Different NGOs and programs offer different ways of providing subsidized water treatment to communities in the aftermath of emergencies. Some programs sponsor the hardware needed for safe water storage and sell a chemical disinfectant at a low cost. Some programs provide a filtration device and require that the users transport and construct the device and become trained in how to use it. Another program installs the filters, provides training, and additionally trains local officials to promote correct use of the device. These different relief efforts all have different costs associated with their programs and treatment devices but cannot charge the true cost of the device to the consumers as they are unable to pay. Donations from faith-based organizations, corporations/agencies, and private donations to various relief funds bridge the gap between what the recipients can afford and what the devices actually cost (Lantagne et al., 2007).
1.4.2 Relative Costs
When implementing water treatment systems, it is important to consider that POU water treatment is more effective in preventing disease and costs less than installing protected wells and springs (Clasen and Boisson, 2006).

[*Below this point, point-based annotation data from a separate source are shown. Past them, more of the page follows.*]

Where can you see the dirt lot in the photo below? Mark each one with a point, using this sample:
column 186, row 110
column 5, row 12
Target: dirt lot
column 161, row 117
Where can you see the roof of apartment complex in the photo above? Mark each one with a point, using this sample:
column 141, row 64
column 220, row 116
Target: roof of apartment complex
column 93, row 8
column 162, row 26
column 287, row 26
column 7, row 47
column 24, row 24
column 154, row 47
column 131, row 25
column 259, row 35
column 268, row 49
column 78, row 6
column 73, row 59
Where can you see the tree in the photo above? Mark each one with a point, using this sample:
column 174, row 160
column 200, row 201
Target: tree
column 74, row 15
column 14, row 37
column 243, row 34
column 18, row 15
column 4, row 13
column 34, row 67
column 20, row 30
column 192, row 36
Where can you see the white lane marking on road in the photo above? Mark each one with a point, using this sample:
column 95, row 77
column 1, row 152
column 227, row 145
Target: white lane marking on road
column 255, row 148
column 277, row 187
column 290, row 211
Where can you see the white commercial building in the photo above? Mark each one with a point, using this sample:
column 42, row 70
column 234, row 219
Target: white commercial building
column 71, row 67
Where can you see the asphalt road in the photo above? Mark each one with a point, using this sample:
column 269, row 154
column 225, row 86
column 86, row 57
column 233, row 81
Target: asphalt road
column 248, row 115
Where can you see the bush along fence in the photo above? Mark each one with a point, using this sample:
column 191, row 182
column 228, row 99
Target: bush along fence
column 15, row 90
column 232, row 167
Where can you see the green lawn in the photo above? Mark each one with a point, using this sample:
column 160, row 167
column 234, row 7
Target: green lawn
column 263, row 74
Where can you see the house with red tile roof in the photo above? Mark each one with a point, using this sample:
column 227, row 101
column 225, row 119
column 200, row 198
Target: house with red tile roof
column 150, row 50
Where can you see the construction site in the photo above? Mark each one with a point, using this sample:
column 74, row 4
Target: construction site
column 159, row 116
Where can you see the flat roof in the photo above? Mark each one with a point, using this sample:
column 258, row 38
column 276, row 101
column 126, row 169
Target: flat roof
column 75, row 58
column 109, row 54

The costs of implementing POU alternative emergency water treatment need to be compared to costs of either prior treatments used (such as the aforementioned wells or boiling water) or the costs of not using any treatment (medicine, opportunities lost due to illness, etc.). Alternative water treatment devices may seem expensive initially, but, comparatively, the cost of using these devices ends up being much less. Discrepancies exist between the different definitions of “inexpensive” in these studies, however. Some devices are described as inexpensive when, in reality, they are expensive for recipients (Gupta et al., 2008; Islam and Johnston, 2006). These discrepancies could be caused by the studies’ authors’ ignorance of the percentage of income recipients can afford to spend on water treatment devices.